12) TIMOTHY SKINNER (1779): The father of the Skinner children, Timothy Skinner, died from dysentery at age 78. The winged cherub on his gravestone represents the flight of the soul heavenward. The phrase "in memory of" is typical of later stones and serves to memorialize the deceased. It implies that the body is not necessarily interred beneath.
13) BENJAMIN COLTON (1759): Colton was the first minister of the Fourth Church of the West Division. He served 46 years, from 1713-1759, until his death from measles in 1759. The ornate, elaborate style of his stone was typical of that commonly made for ministers and important figures of the eighteenth-century community. Like Stephen Keyes' stone, it may represent a self-portrait.
14) CAPTAIN SAMUEL SEDGWICK (1735): Married to Mary Hopkins, Samuel Sedgwick may have been a cooper and/or distiller. West Hartford has both a middle school and road named after this family. There is only one other gravestone similar to his in the cemetery (Nathaniel Smith's) and both have been attributed to an anonymous individual known as the "Glastonbury Lady." The carver acquired this name because he was a popular stonecutter in Glastonbury in the 1730s and many of his best stones were made for women.
15) NATHANIEL HOOKER (1770): Hooker was the second minister of the Fourth Church of the West Division and served from 1759-1770. He was also a doctor, which was not unusual for ministers since they were the best educated men in the community. Ironically, he died at age 32 from mercurial poisoning as he attempted to treat himself for consumption (tuberculosis). He has what is known as a "tablestone." Such stones are raised above the ground on pedestals. His stone is now in two pieces. The pedestals are kept at the West Hartford Historical Society.
16) LIEUTENANT JOSEPH GILLITT (1746): Gillitt was one of the 29 original members that formed the West Division's Congregational Church on February 24, 1713. He owned and operated a tanning yard. The house he built is still standing on South Main Street near the Noah Webster House. The motif on his gravestone resembles a skull or death's head, a common theme on early stones which served as a vivid reminder of death and resurrection. Despite the resemblance, however, the motif on his stone probably represents a transition to a winged cherub and not a skull, as it has a human face and lacks death's head teeth.
17) RACHEL MARSHFIELD (1754): One of the oldest people buried here is Rachel Marshfield, who died at age 86. There is no other gravestone like hers in the burying yard.
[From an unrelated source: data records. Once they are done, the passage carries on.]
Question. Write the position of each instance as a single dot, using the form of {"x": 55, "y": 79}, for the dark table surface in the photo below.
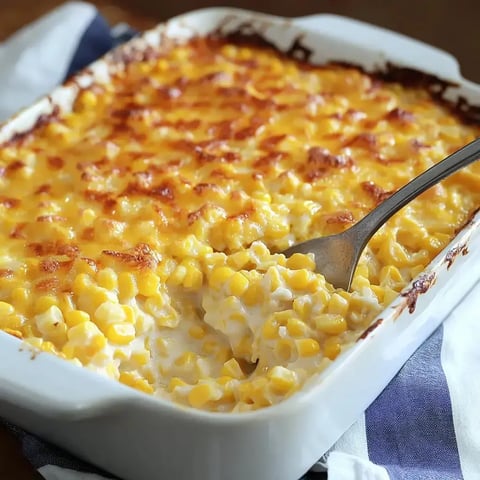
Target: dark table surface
{"x": 452, "y": 26}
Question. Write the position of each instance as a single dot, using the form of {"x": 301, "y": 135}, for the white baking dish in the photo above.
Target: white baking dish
{"x": 138, "y": 437}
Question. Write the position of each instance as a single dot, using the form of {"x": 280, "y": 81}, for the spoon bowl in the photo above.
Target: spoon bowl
{"x": 336, "y": 256}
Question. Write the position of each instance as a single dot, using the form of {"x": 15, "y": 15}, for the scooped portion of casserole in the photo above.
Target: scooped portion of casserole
{"x": 139, "y": 232}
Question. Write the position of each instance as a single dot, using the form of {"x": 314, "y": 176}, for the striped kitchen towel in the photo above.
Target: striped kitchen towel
{"x": 424, "y": 426}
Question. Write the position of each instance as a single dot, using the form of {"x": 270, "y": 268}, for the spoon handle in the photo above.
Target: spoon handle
{"x": 366, "y": 227}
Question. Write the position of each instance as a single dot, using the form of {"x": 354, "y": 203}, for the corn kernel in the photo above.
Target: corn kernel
{"x": 175, "y": 382}
{"x": 239, "y": 259}
{"x": 107, "y": 278}
{"x": 186, "y": 360}
{"x": 127, "y": 285}
{"x": 178, "y": 276}
{"x": 108, "y": 313}
{"x": 140, "y": 358}
{"x": 282, "y": 379}
{"x": 220, "y": 276}
{"x": 87, "y": 99}
{"x": 170, "y": 319}
{"x": 338, "y": 305}
{"x": 299, "y": 261}
{"x": 120, "y": 333}
{"x": 51, "y": 324}
{"x": 203, "y": 393}
{"x": 148, "y": 283}
{"x": 129, "y": 312}
{"x": 162, "y": 345}
{"x": 331, "y": 324}
{"x": 299, "y": 279}
{"x": 270, "y": 329}
{"x": 331, "y": 348}
{"x": 197, "y": 332}
{"x": 237, "y": 284}
{"x": 253, "y": 295}
{"x": 75, "y": 317}
{"x": 296, "y": 328}
{"x": 284, "y": 350}
{"x": 302, "y": 307}
{"x": 6, "y": 309}
{"x": 193, "y": 278}
{"x": 306, "y": 347}
{"x": 44, "y": 303}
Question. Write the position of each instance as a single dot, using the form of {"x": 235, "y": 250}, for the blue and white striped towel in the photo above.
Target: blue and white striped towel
{"x": 424, "y": 426}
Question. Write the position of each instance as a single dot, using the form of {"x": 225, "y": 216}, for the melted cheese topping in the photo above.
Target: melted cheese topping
{"x": 138, "y": 232}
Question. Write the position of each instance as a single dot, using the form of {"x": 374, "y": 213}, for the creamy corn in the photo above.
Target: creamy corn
{"x": 139, "y": 232}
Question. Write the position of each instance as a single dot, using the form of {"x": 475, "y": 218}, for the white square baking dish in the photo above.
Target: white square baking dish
{"x": 138, "y": 437}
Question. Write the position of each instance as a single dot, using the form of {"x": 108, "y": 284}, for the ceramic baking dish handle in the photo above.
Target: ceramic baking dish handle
{"x": 41, "y": 382}
{"x": 398, "y": 48}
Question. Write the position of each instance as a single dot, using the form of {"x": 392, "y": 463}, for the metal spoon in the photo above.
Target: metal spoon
{"x": 336, "y": 256}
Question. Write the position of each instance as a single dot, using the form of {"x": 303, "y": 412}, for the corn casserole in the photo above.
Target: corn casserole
{"x": 140, "y": 231}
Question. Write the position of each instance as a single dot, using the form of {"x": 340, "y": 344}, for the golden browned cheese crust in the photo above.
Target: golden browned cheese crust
{"x": 139, "y": 232}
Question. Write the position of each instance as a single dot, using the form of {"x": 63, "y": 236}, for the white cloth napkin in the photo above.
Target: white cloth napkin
{"x": 424, "y": 425}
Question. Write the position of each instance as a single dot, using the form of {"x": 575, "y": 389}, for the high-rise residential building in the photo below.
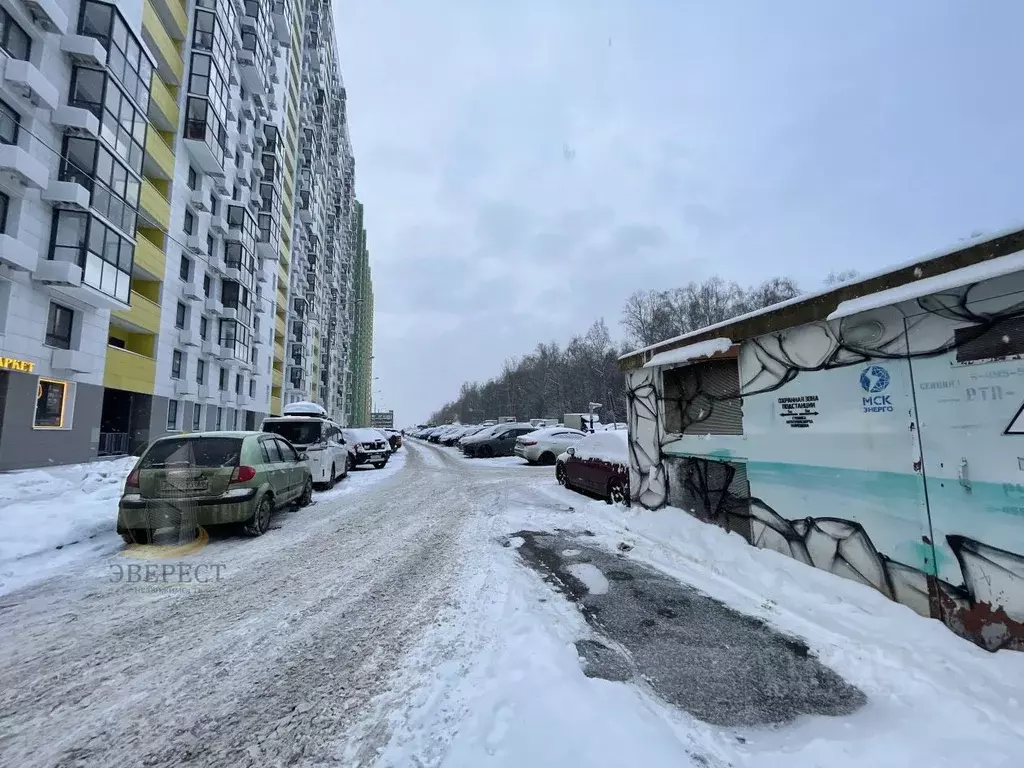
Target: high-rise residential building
{"x": 318, "y": 331}
{"x": 157, "y": 252}
{"x": 361, "y": 321}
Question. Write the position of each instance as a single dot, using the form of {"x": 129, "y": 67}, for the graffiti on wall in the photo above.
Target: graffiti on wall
{"x": 991, "y": 577}
{"x": 776, "y": 359}
{"x": 987, "y": 604}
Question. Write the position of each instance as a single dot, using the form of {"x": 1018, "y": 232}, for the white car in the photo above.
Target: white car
{"x": 544, "y": 445}
{"x": 311, "y": 432}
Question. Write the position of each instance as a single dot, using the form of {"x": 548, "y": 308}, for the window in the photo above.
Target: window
{"x": 13, "y": 39}
{"x": 1003, "y": 339}
{"x": 10, "y": 122}
{"x": 58, "y": 327}
{"x": 51, "y": 400}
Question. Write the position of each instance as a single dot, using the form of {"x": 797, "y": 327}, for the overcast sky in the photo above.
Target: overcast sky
{"x": 526, "y": 165}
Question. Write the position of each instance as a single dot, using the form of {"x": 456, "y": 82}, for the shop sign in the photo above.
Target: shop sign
{"x": 11, "y": 364}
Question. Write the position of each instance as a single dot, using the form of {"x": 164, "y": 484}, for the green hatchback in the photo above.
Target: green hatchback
{"x": 212, "y": 478}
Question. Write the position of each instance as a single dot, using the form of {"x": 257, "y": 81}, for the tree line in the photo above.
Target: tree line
{"x": 554, "y": 380}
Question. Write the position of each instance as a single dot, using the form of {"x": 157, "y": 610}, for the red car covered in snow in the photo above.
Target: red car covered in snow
{"x": 599, "y": 465}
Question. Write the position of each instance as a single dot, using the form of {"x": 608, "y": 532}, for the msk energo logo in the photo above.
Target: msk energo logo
{"x": 873, "y": 380}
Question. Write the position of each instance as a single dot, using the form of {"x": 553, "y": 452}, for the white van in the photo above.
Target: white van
{"x": 307, "y": 427}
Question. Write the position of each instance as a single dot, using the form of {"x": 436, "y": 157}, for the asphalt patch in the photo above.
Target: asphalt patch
{"x": 719, "y": 665}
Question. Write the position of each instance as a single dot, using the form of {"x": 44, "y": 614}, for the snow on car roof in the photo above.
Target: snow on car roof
{"x": 610, "y": 446}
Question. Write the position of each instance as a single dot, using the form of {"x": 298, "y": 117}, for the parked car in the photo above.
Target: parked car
{"x": 597, "y": 464}
{"x": 318, "y": 437}
{"x": 500, "y": 442}
{"x": 367, "y": 446}
{"x": 213, "y": 478}
{"x": 544, "y": 445}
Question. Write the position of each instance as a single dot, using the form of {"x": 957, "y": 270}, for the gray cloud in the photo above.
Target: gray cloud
{"x": 743, "y": 139}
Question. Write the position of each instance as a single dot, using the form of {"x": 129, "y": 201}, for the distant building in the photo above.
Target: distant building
{"x": 382, "y": 420}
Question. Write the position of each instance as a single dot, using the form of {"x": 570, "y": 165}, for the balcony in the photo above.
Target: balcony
{"x": 174, "y": 14}
{"x": 143, "y": 316}
{"x": 185, "y": 388}
{"x": 150, "y": 261}
{"x": 211, "y": 347}
{"x": 164, "y": 111}
{"x": 84, "y": 50}
{"x": 16, "y": 255}
{"x": 64, "y": 279}
{"x": 47, "y": 15}
{"x": 70, "y": 195}
{"x": 167, "y": 52}
{"x": 129, "y": 371}
{"x": 73, "y": 359}
{"x": 77, "y": 121}
{"x": 154, "y": 206}
{"x": 22, "y": 169}
{"x": 159, "y": 162}
{"x": 28, "y": 82}
{"x": 189, "y": 337}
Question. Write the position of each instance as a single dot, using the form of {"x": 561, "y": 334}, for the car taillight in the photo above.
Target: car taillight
{"x": 243, "y": 473}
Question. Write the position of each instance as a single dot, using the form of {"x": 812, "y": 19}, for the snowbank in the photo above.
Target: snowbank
{"x": 610, "y": 446}
{"x": 73, "y": 506}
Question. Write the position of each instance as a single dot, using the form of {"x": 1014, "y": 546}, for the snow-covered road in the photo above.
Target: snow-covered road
{"x": 272, "y": 663}
{"x": 395, "y": 623}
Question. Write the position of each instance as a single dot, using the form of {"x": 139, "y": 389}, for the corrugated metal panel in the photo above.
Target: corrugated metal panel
{"x": 704, "y": 398}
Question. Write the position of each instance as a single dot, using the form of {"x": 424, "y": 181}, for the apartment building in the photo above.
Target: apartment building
{"x": 318, "y": 331}
{"x": 361, "y": 322}
{"x": 148, "y": 218}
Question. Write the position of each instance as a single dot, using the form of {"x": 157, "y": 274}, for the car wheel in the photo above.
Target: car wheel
{"x": 307, "y": 494}
{"x": 137, "y": 536}
{"x": 616, "y": 492}
{"x": 561, "y": 476}
{"x": 261, "y": 517}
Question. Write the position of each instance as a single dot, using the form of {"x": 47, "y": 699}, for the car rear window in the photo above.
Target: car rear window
{"x": 194, "y": 452}
{"x": 296, "y": 432}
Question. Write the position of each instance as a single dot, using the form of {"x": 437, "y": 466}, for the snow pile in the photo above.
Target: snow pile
{"x": 611, "y": 446}
{"x": 68, "y": 506}
{"x": 689, "y": 352}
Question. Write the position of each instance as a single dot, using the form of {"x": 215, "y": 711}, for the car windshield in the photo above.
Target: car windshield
{"x": 295, "y": 431}
{"x": 193, "y": 452}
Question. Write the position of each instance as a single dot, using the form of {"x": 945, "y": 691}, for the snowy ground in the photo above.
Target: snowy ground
{"x": 390, "y": 625}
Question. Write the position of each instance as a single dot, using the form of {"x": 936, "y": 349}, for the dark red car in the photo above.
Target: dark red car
{"x": 598, "y": 465}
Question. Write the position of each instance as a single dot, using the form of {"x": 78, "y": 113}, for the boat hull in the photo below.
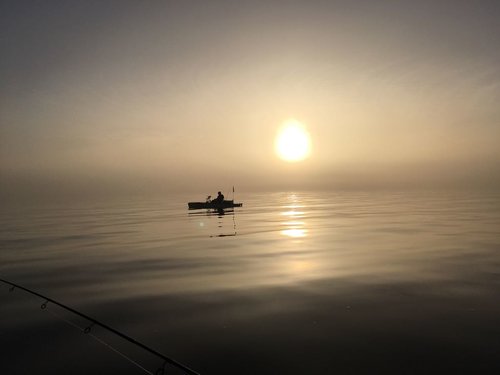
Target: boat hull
{"x": 213, "y": 205}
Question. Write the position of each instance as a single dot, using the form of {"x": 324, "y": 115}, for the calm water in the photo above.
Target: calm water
{"x": 295, "y": 283}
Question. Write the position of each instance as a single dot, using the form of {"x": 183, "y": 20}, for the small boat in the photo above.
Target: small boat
{"x": 214, "y": 205}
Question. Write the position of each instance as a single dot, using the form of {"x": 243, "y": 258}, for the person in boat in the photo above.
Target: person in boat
{"x": 219, "y": 199}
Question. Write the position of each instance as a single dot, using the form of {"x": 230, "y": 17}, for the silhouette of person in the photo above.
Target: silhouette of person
{"x": 219, "y": 198}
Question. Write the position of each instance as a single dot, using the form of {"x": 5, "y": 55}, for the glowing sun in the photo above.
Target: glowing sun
{"x": 292, "y": 142}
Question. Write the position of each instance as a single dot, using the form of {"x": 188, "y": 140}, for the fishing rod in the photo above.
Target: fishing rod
{"x": 94, "y": 322}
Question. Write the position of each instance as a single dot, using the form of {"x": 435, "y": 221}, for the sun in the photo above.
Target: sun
{"x": 292, "y": 142}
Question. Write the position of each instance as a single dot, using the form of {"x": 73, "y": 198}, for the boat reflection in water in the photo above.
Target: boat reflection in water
{"x": 225, "y": 226}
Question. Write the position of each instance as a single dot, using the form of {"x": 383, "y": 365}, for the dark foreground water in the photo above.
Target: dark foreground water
{"x": 291, "y": 283}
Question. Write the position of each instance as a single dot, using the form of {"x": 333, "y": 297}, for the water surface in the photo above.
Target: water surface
{"x": 297, "y": 283}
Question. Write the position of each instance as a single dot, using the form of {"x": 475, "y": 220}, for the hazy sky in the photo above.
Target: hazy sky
{"x": 168, "y": 95}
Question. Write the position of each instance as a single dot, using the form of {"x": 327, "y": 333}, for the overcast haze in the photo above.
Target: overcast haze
{"x": 158, "y": 96}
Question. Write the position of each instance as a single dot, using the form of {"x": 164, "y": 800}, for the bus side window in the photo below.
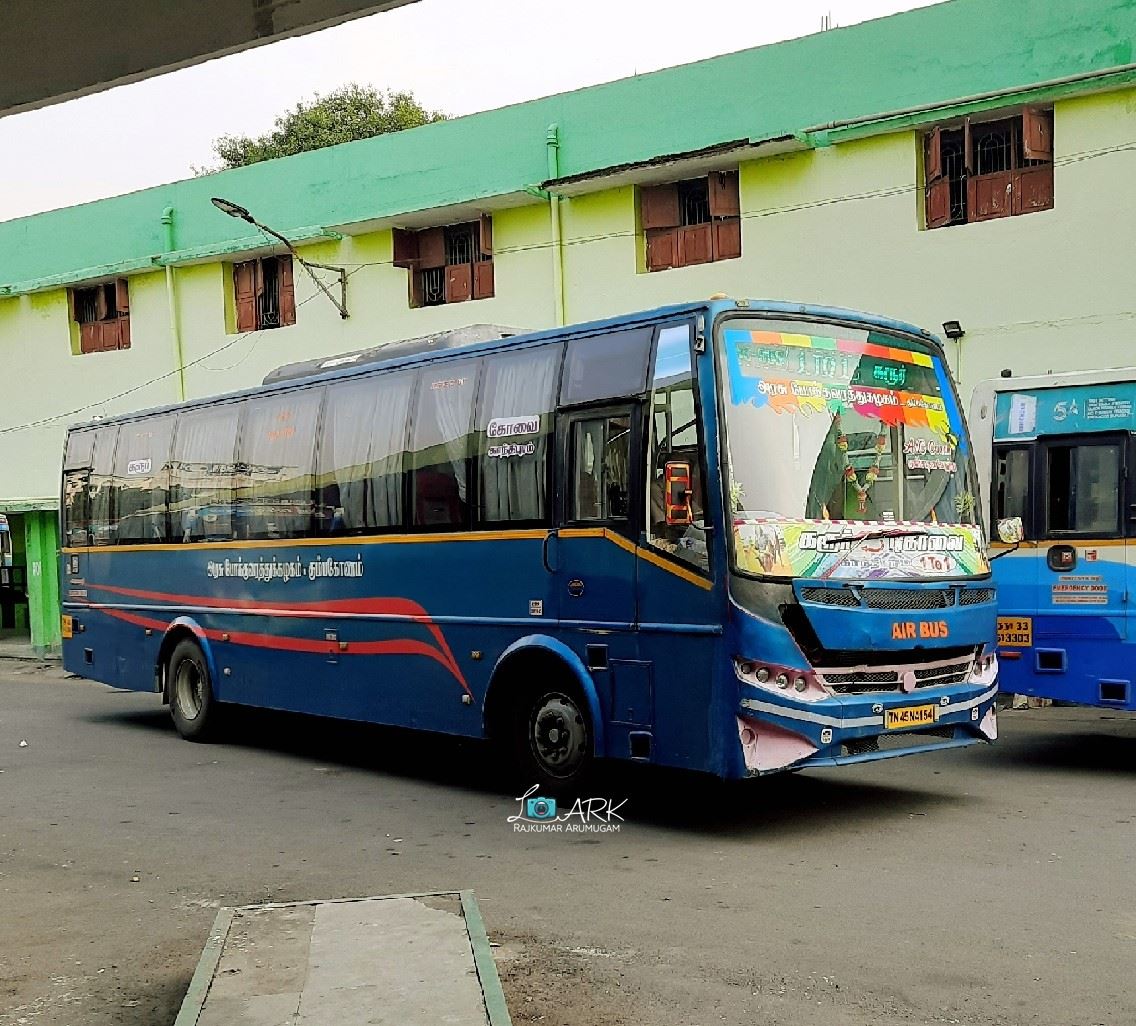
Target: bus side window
{"x": 203, "y": 467}
{"x": 676, "y": 440}
{"x": 142, "y": 474}
{"x": 76, "y": 488}
{"x": 362, "y": 455}
{"x": 601, "y": 468}
{"x": 1011, "y": 485}
{"x": 442, "y": 443}
{"x": 1083, "y": 489}
{"x": 102, "y": 488}
{"x": 276, "y": 466}
{"x": 515, "y": 424}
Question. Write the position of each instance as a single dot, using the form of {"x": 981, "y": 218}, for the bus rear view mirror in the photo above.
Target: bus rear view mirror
{"x": 1010, "y": 531}
{"x": 677, "y": 492}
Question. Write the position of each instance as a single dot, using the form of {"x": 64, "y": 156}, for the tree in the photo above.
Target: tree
{"x": 344, "y": 115}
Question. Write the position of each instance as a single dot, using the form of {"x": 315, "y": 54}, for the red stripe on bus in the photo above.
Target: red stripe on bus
{"x": 381, "y": 607}
{"x": 397, "y": 647}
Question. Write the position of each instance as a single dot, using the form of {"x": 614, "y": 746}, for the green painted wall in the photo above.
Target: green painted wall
{"x": 41, "y": 531}
{"x": 838, "y": 224}
{"x": 927, "y": 57}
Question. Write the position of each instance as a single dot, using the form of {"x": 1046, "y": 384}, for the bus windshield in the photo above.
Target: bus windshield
{"x": 835, "y": 424}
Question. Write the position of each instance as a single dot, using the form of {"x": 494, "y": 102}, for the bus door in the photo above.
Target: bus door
{"x": 593, "y": 558}
{"x": 1016, "y": 572}
{"x": 1082, "y": 506}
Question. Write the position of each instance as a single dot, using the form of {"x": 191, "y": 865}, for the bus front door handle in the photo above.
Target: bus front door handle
{"x": 544, "y": 551}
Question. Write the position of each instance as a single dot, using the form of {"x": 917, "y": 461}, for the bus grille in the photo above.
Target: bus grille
{"x": 908, "y": 598}
{"x": 875, "y": 681}
{"x": 894, "y": 741}
{"x": 830, "y": 595}
{"x": 896, "y": 599}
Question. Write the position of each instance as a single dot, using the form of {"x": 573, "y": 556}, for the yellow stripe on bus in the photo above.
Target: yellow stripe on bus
{"x": 653, "y": 558}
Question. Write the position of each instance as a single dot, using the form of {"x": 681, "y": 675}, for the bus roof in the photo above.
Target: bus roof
{"x": 414, "y": 351}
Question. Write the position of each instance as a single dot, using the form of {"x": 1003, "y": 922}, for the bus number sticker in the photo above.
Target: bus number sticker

The hourglass with its time run out, and one live and one dead flower severed by a scythe, are all death images that were meant to symbolize the frailty of life. Even the illiterate could understand the message.
18) AMOS BIDWELL (1808): A potter and brickmaker in the West Division, Amos Bidwell operated a tanning yard later in life. He owned 200 acres of land in the Susquehannah Purchase and in 1796 was 50 pounds in debt to Hartford's Grammar School. He was married to Phebe Williams and died from palsy, a type of paralysis.
19) MARY MERRELL (1792): The wife of Jacob Merrell, Mary Merrell, is one of the few women with probate documents. Such documents contain the will, inventories, and codicils of an individual. Merrell's probate records identify a payment of four pounds for her gravestone and name Stephen Brace as her gravedigger. He was paid seven shillings to do so.
20) JACOB MERRELL (1771): Merrell was a cousin to Noah Webster, Jr. and was a farmer and weaver. He died several days after falling on a pitchfork in a farming accident, leaving his widow Mary with the care of eight small children. The epitaph on his gravestone which reads, "the finest flesh is but dust, prepare for death and follow me you must," was meant to warn others of the inevitability of death.